Mamma goes through the necessary questions…
“Is there thunder?”
“Is there lightning?”
“You stay where I can find you…”
And her answer:
“Go on then.”
The girls cheer! Tessie runs off to change clothes while Jackie-Joyce gathers Liz and Rosemary. The girls meet in the alleyway.
“…and just like that, rain comes.”
And the power of the Word of truth pours out living water on my soul.
He will come, like the rain…just…like…that. (Hosea 6:3)
My own drought suddenly seems worth the wait, worth the endurance and perseverance through the sirens of war and terror, homesickness for my family, carrying loads of groceries on my back, all that is necessary to live where I live and do what I do.
If the anointing of the text was not enough, the illustrator met the words with images of hands raised high, as if in joyful praise of the rain pouring forth.
In bare feet, the girls dance with the dancing dust, as “the first drops plop down big.”
“Come on, rain!”
They shout as it “streams through their hair.” They turn in circles! They gulp it down!
As they dance, I imagine King David dancing. As they run, I imagine the nation of Israel fleeing through the parting Red Sea. As Miz Glick, Miz Grace, Miz Vera, and Mamma join them, tossing shoes and stockings in celebration, I imagine the great cloud of witnesses praising the Lamb who was slain!
The young girls swing their mammas around in laughter, under the silver rain, and hearts turn toward one another in love and thanksgiving!
Tessie hugs her mamma. Mamma hugs her back.

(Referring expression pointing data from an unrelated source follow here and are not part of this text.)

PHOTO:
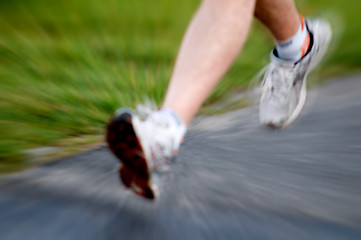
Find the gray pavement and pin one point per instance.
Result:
(232, 180)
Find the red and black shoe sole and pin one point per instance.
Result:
(125, 145)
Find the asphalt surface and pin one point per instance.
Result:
(232, 180)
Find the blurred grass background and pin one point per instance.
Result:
(65, 66)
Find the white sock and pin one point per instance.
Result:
(295, 47)
(178, 122)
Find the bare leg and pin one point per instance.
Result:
(212, 42)
(280, 16)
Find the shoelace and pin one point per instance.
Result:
(162, 141)
(276, 78)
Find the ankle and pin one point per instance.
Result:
(295, 47)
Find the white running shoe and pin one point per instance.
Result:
(284, 83)
(144, 148)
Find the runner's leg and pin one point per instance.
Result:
(212, 42)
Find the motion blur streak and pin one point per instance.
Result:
(232, 180)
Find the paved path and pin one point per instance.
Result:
(232, 180)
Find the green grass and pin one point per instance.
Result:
(65, 66)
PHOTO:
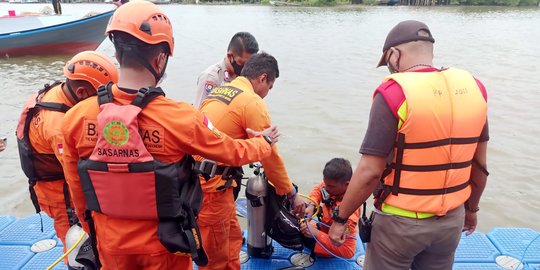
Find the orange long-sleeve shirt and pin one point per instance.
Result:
(170, 130)
(45, 135)
(349, 247)
(234, 107)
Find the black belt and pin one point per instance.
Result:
(209, 168)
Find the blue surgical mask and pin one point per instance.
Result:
(236, 67)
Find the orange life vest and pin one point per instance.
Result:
(121, 179)
(435, 145)
(37, 166)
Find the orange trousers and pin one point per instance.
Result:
(220, 231)
(61, 222)
(147, 262)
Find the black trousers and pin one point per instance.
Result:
(57, 7)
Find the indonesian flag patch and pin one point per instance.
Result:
(209, 125)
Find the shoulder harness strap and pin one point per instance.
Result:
(145, 95)
(104, 94)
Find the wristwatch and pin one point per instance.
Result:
(268, 139)
(336, 217)
(472, 210)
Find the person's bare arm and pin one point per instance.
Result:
(478, 183)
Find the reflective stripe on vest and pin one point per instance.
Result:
(436, 142)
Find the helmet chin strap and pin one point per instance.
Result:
(71, 92)
(149, 67)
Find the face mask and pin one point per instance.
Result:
(326, 198)
(161, 79)
(236, 67)
(390, 67)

“The rain has made us new.”
I closed the book, in awe of the Lord’s chessed, His lovingkindness to grant mercy on my weary soul, to breath life into my spirit through art and poetry. My little ones were certainly blessed, enough so to ask for a second reading, but this book was for me.
I gazed at the front cover in my hands feeling a little more expectant; a little more hopeful; and like Tessie and her mamma, a little more new.